The number animals increased a less contribution to the increase of production of each sector whether meat or milk. Breeding programs, artificial inseminations and strategies used to upgrade the animal population not a successful one, particularly when applied to small mixed- farming systems.
Government give less priority to rural livestock sector, resulting in underdeveloped infrastructure, limited access of farmers to markets and credit, low and fluctuating producer prices, inadequate producer organizations and weak marketing organizations. Most of livestock population is nondescriptive with low production potential.
The strategy is to improve productivity through better utilization of available feed, with improving forage and pasture, upgradation program be undertaken with semen of exotic breeds and dairy breeds to increase meat and milk production.
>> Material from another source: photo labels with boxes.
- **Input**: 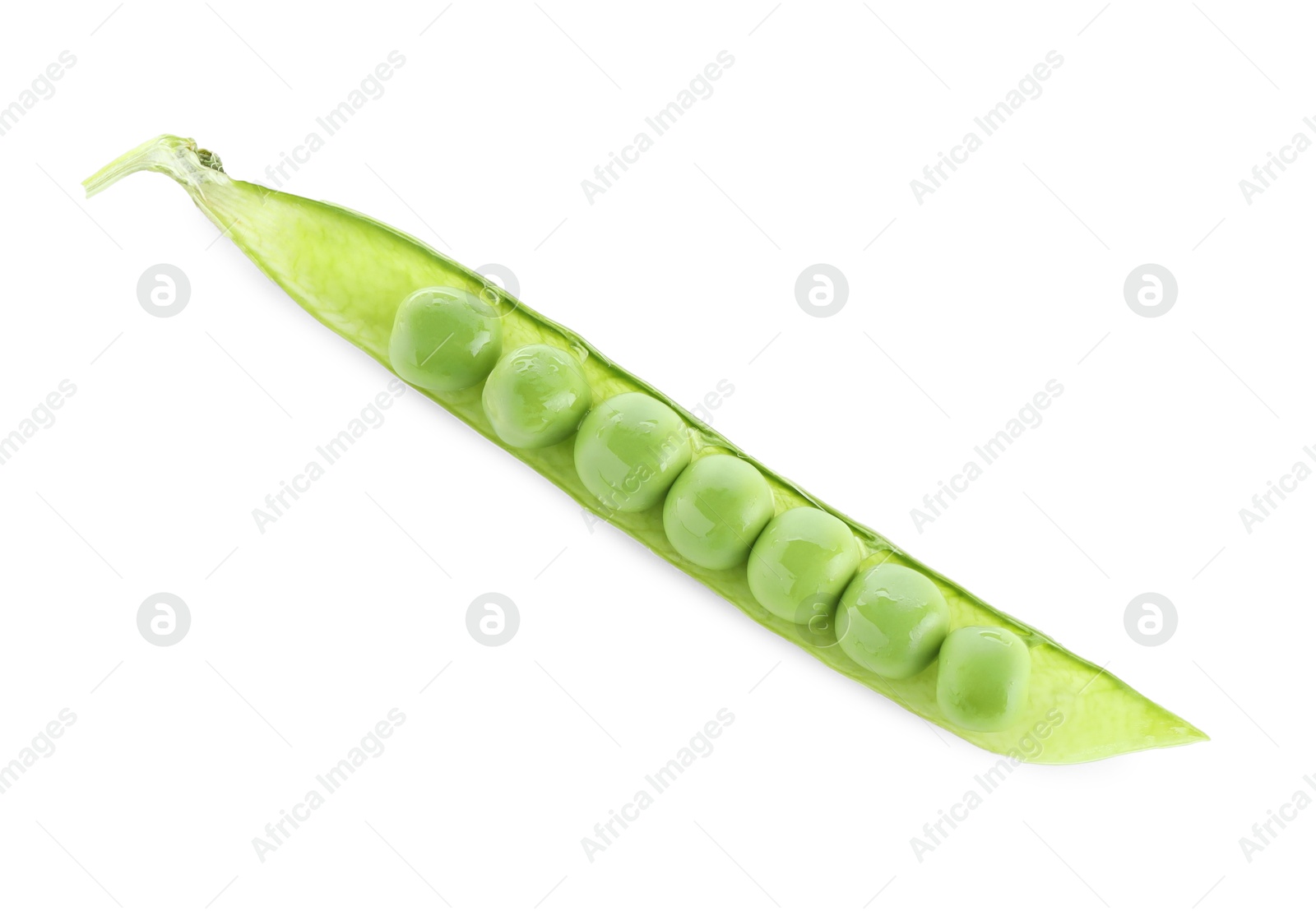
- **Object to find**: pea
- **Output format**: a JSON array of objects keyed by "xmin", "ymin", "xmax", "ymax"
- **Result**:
[
  {"xmin": 937, "ymin": 627, "xmax": 1033, "ymax": 731},
  {"xmin": 662, "ymin": 456, "xmax": 772, "ymax": 570},
  {"xmin": 575, "ymin": 392, "xmax": 693, "ymax": 512},
  {"xmin": 388, "ymin": 289, "xmax": 503, "ymax": 392},
  {"xmin": 482, "ymin": 345, "xmax": 594, "ymax": 449},
  {"xmin": 83, "ymin": 136, "xmax": 1208, "ymax": 764},
  {"xmin": 836, "ymin": 562, "xmax": 950, "ymax": 681},
  {"xmin": 748, "ymin": 506, "xmax": 860, "ymax": 624}
]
Increasing self-sufficiency on feed grain will be an important factor in future livestock sector developmental programs.
Since feed cost is becoming the most important factor in livestock production, in the immediate future, animal producers and government policy makers must look closely at their available feed resources and produce more feed grains that need not to be bought with US dollars.
There is no doubt that the present economic crisis has taught an important lesson for placing too heavy a dependence on imported raw materials in animal production. The environmental pollution emerged as a major challenge for further expansion of intensive system of livestock raising.
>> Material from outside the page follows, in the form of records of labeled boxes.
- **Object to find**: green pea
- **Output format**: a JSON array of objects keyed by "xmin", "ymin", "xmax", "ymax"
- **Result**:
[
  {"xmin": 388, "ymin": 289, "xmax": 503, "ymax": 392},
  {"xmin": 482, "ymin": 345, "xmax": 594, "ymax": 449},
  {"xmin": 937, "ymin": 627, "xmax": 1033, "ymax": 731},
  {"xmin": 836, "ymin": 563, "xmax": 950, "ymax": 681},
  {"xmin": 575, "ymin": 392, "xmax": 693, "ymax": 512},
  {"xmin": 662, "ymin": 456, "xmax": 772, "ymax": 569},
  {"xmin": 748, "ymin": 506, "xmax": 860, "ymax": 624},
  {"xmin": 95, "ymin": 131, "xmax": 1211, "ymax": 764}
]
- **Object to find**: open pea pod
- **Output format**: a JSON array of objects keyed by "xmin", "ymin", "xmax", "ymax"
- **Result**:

Therefore waste disposal facilities must be developed and modern abattoirs should be available in major production areas instead of consumption areas. Meat production is done in unhygienic condition and meat industry is unorganized. Modernization of existing slaughterhouses and establishment of new modern and hygienic plants must undertake at national level.
In Pakistan the statistics on livestock sector is not properly collected and maintained. Therefore proper data on animal population, production, marketing and disease incidence should be collected. Based on them short term and long term development plan should be prepared for the development of the sector.
This inadequacy has to be overcome through periodic surveys on livestock industry. Lack of proper marketing and non-accessibility to markets, result in the exploitation of farmers by the middleman at various level. It is difficult for a small holder farmer owning one or two animals to organize their marketing properly.
Thus, small-holder livestock farmers should be encouraged to organize themselves into cooperatives, associations or public groups to facilitate requisites inputs to increase meat production and improve its quality as well as to market their surplus produce at appropriate price.
Livestock livelihood provides pathways out of poverty for millions of poorest people. Poverty reduction and growth strategies need to recognize the multi-dimensionality of rural livelihoods and the importance of farm-non farm linkages in facilitating rural growth.
Policy priority therefore should be given to providing an enabling rural environment for commercial activities such as institutional innovations that support competitiveness of household producers, lower level of formal and informal taxes, and increased investment in public goods such as agricultural research, extension, and infrastructure.
No single approach taken alone is likely to alleviate poverty. Specified breed development through genetic enhancement is essential for rapid growth in livestock production in the country.
Focus areas needs to be identified in breed improvement instead of doing everything by everybody. Good research can result in reducing poverty paving the way for overall economic development.
Dr. Alamdar Hussain Malik is Secretary/Registrar, Pakistan Veterinary Medical Council with the mandate to establish uniform standards of basic and higher qualifications for graduates & postgraduate in veterinary and animal husbandry profession and to regulate the registration, practice and conduct of the veterinarians.